The legal term for ‘the thing speaks for itself’ is called Res Ipsa Loquitor. It is circumstantial evidence which suggests negligence from the nature and type of accident that has taken place and in absence of direct incriminating evidence against the defendant. It is a very popular doctrine in the law of torts.
Accidents are common and mostly are due to someone’s negligence. In the law of torts, the burden of proof is on the plaintiff to prove negligence on part of the defendant. It is an arduous task to always prove that the defendant was at fault and to gather evidence against an act or omission. The principle of Res Ipsa Loquitor thus came into force under which a plaintiff can establish negligence using circumstantial evidence.
Elements of Res Ipsa Loquitor
A plaintiff must meet a few requirements to claim compensation under the tort of Res Ipsa Loquitor.
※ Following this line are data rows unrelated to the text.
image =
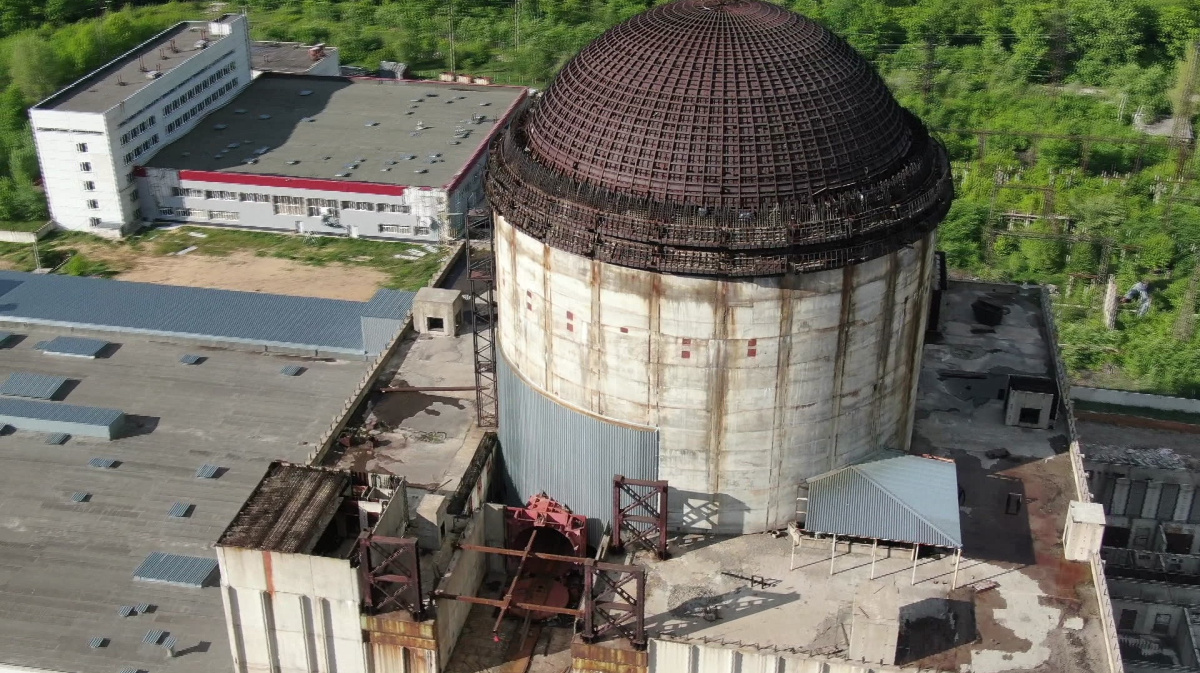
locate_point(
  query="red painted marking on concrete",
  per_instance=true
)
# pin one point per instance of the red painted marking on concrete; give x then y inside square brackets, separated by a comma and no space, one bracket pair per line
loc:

The evidence in totality rules out any possibility of the plaintiff or the third party being at fault.
The event that caused an injury to the plaintiff does not occur unless and until there was negligence on part of someone.
There is a duty of care of defendant towards the plaintiff which he breached.
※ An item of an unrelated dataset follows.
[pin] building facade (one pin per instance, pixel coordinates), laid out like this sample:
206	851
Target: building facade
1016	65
Distinction between Res Ipsa Loquitor and prima facie
The fundamental difference between Res Ipsa Loquitor and Prima Facie is that the latter just tends to prove if a certain circumstance or event could or not have occurred. There is a distinct lack of conclusiveness and thus is true only till its rebuttal and in any case, it just tends to state that for a given situation there is enough evidence to prove.
Res Ipsa Loquitor states that there is a reasonable chance that the liability lies with the defendant and hence, no further evidence is required to be furnished.
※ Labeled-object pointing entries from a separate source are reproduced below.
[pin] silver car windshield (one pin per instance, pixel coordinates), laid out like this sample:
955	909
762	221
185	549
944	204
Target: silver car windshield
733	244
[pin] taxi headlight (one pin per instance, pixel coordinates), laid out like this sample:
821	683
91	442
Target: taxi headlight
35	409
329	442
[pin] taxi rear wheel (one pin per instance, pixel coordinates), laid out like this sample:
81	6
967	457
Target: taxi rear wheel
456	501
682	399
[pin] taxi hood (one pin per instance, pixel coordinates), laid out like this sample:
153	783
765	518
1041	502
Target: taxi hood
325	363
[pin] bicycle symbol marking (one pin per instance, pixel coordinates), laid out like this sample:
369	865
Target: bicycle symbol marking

It is to be noted that both the doctrines are rebuttable in the sense that the
Hence, the keynote difference between the key doctrines states that while prima facie aims at providing the evidence to prove liability, Res Ipsa Loquitor states that it is reasonable that liability lies with the defendant and hence, no further evidence is required to be furnished. But both the doctrines are rebuttable in the sense that the defendant may prove the case in opposite to the stated evidence and hence negate the applicability of the doctrines.
Res Ipsa Loquitor & Its Essentials
For the element of Res Ipsa Loquitor to be made applicable in any case, the accident should be such as which could not have happened if ordinary course of things had happened without negligence. For instance, a barrel of flour cannot randomly fall on someone’s head if the party is reasonably careful. And also, a Clock tower in the heart of the city will need extra care and if it falls and causes injury to several people, the defendants will but obviously be held liable for the same under this principle. In such cases, direct evidence of proving negligence is not important, but the plaintiff has to establish a prima facie case, either by direct or circumstantial evidence of defendant’s negligence.
The defendant must have exclusive control
The thing that has caused the damage must be under the direct control of the defendant or his representative. It is not always necessary that all the circumstances are under the defendant’s control, but if the events leading upto the accidents were under the control of others besides the defendant, then the mere happening of the accident is insufficient evidence against the defendant. For instance, if a surgeon at the time of the operation leaves a mop inside the patient’s abdomen, here the doctor had exclusive control over the patient’s health and so, therefore, he would be liable under the principle of Res Ipsa Loquitor.
Freedom from Contributory Negligence
The third essential for the principle is that the plaintiff or any third party did not cause or contribute to the injuries suffered by him. If it is found that the plaintiff or third party contributed to the act that caused damage to the plaintiff, then the principle shall not apply.
Once these elements are established, there is a possibility that courts treat it as a possible assumption of negligence on the part of the defendant. Normally, following this the jury in question presumes that the defendant is liable. The jury, however, is not bound to presume such things. In such cases, the burden of proof is on the defendant that he was not negligent. Thus this principle is rebuttable and if the defendant can successfully rebut the claim of negligence, he will win the case. Otherwise, he shall be made liable.